No. 53 – Sandringham Sabres
- Position: Forward
- League: NBL1 South

Personal information
- Born: 31 March 2009 (age 17)
- Listed height: 6 ft 3 in (1.91 m)

Career information
- Playing career: 2024–present

Career history
- 2024–present: Sandringham Sabres

Career highlights
- NBL1 South Youth Player of the Year (2026);

= Madison Ryan =

Australian basketball player (born 2009)

Madison Kathleen Ryan (born 31 March 2009) is an Australian professional basketball player for the Sandringham Sabres of the NBL1 South. She helped the Australian Gems win silver at the 2025 FIBA Under-19 World Cup and bronze at the 2026 FIBA Under-17 World Cup.

==Playing career==
During the 2026 season with the Sandringham Sabres of the NBL1 South she averaged 17.7 points, 7.1 rebounds and 2.4 assists per game and was named the NBL1 South Youth Player of the Year and to the All-NBL1 South Second Team.

==National team career==
On 30 May 2024, Ryan was selected to represent Australia at the 2024 FIBA Under-17 Women's Basketball World Cup. During the tournament she averaged 10.4 points, 5.3 rebounds, and 1.7 assists per game.
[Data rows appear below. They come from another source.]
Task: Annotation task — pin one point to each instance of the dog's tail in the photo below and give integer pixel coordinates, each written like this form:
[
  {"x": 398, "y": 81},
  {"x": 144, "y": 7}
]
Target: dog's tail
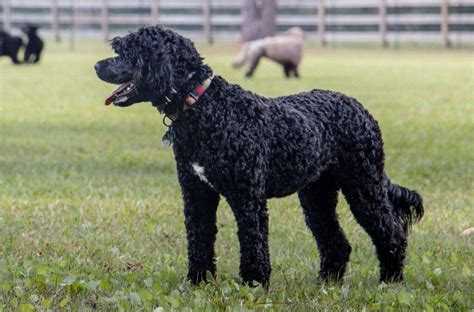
[
  {"x": 243, "y": 56},
  {"x": 408, "y": 205}
]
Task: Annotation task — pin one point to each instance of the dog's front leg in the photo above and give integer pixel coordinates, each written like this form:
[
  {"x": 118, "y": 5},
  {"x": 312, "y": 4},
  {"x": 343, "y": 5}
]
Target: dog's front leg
[
  {"x": 252, "y": 221},
  {"x": 200, "y": 205}
]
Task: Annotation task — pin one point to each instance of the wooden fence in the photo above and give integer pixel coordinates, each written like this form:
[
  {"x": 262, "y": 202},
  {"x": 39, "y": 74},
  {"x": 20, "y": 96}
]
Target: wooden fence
[{"x": 384, "y": 21}]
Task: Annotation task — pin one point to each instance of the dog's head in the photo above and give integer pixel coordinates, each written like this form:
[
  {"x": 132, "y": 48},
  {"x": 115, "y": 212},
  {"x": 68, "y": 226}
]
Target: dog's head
[{"x": 152, "y": 64}]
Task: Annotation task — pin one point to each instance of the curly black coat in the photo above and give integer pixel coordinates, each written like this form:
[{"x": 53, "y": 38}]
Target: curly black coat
[
  {"x": 248, "y": 148},
  {"x": 34, "y": 46}
]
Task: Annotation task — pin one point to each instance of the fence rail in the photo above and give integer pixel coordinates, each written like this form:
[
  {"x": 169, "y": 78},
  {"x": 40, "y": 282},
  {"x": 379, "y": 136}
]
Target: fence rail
[{"x": 386, "y": 21}]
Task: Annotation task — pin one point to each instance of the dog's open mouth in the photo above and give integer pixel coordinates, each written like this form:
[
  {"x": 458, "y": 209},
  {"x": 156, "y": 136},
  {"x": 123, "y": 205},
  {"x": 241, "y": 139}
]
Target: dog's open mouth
[{"x": 121, "y": 94}]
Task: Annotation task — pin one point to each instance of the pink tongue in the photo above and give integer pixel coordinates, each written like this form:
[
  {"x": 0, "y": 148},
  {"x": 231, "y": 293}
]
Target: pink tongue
[{"x": 113, "y": 96}]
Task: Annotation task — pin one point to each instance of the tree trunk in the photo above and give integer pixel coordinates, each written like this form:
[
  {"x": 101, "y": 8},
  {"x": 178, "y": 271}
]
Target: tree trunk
[{"x": 259, "y": 19}]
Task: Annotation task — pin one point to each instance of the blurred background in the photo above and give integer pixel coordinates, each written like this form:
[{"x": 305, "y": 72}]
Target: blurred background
[{"x": 328, "y": 22}]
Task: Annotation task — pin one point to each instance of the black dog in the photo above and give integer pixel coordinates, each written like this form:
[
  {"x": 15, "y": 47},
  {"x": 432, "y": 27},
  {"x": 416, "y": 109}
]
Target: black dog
[
  {"x": 35, "y": 44},
  {"x": 247, "y": 148},
  {"x": 9, "y": 46}
]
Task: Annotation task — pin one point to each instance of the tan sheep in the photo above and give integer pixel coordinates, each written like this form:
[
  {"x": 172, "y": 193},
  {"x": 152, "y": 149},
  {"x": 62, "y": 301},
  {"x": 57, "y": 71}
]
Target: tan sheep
[{"x": 285, "y": 49}]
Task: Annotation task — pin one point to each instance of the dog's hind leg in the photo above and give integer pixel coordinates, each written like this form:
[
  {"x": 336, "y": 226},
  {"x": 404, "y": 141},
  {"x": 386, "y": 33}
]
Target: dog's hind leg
[
  {"x": 252, "y": 222},
  {"x": 319, "y": 200},
  {"x": 200, "y": 206},
  {"x": 365, "y": 188}
]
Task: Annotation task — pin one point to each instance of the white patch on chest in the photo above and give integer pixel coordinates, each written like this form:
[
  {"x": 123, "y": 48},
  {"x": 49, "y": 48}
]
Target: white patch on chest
[{"x": 199, "y": 171}]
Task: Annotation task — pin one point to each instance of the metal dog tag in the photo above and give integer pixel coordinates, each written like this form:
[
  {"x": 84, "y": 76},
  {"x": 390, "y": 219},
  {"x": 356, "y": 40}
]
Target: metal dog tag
[{"x": 168, "y": 137}]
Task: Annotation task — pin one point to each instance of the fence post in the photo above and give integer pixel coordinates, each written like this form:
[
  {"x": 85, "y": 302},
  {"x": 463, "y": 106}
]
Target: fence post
[
  {"x": 105, "y": 19},
  {"x": 322, "y": 23},
  {"x": 55, "y": 20},
  {"x": 7, "y": 24},
  {"x": 73, "y": 22},
  {"x": 154, "y": 10},
  {"x": 383, "y": 23},
  {"x": 445, "y": 22},
  {"x": 207, "y": 24}
]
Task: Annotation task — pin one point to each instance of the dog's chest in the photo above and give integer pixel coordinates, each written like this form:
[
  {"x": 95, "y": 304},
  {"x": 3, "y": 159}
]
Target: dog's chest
[{"x": 200, "y": 172}]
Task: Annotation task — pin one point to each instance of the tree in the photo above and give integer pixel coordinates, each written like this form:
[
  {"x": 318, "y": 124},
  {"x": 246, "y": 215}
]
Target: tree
[{"x": 259, "y": 19}]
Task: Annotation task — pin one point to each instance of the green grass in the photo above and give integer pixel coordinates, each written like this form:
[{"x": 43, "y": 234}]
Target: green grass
[{"x": 91, "y": 213}]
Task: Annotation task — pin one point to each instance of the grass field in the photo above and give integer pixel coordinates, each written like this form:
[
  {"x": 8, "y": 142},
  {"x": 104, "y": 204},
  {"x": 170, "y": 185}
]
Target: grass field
[{"x": 91, "y": 214}]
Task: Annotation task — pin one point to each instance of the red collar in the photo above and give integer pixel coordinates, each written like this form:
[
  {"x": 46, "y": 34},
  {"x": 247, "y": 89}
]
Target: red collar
[{"x": 193, "y": 96}]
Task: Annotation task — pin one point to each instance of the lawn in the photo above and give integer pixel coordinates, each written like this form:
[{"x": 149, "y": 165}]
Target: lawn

In July 2025, she competed at the 2025 FIBA Under-19 Women's Basketball World Cup where she was the youngest member on the team. She started the first group stage game against Brazil, and scored a game-high 22 points. During the tournament she averaged nine points, 3.3 rebounds and 1.2 assists per game and won a silver medal. In September 2025, she competed at the 2025 FIBA U16 Women's Asia Cup where she averaged 15.2 points, 3.6 rebounds and 3.8 assists per game and won a gold medal. During the final against New Zealand she scored a team-high 15 points, along with five rebounds, four assists, and five steals and was subsequently named to the All-Star Five. In December 2025, she competed at the 2025 FIBA Under-17 Oceania Cup and won a gold medal.

She represented Australia at the 2026 FIBA Under-17 Women's Basketball World Cup where she averaged 14.1 points, 6.0 rebounds, 2.9 assists, 1.4 steals and 1.3 blocks per game and won a bronze medal. During the bronze medal game against Canada, she scored a team-high 15 points, along with eight rebounds and four assists. She scored in double-figures in all seven games and was named to the FIBA U17 World Cup All-First Team.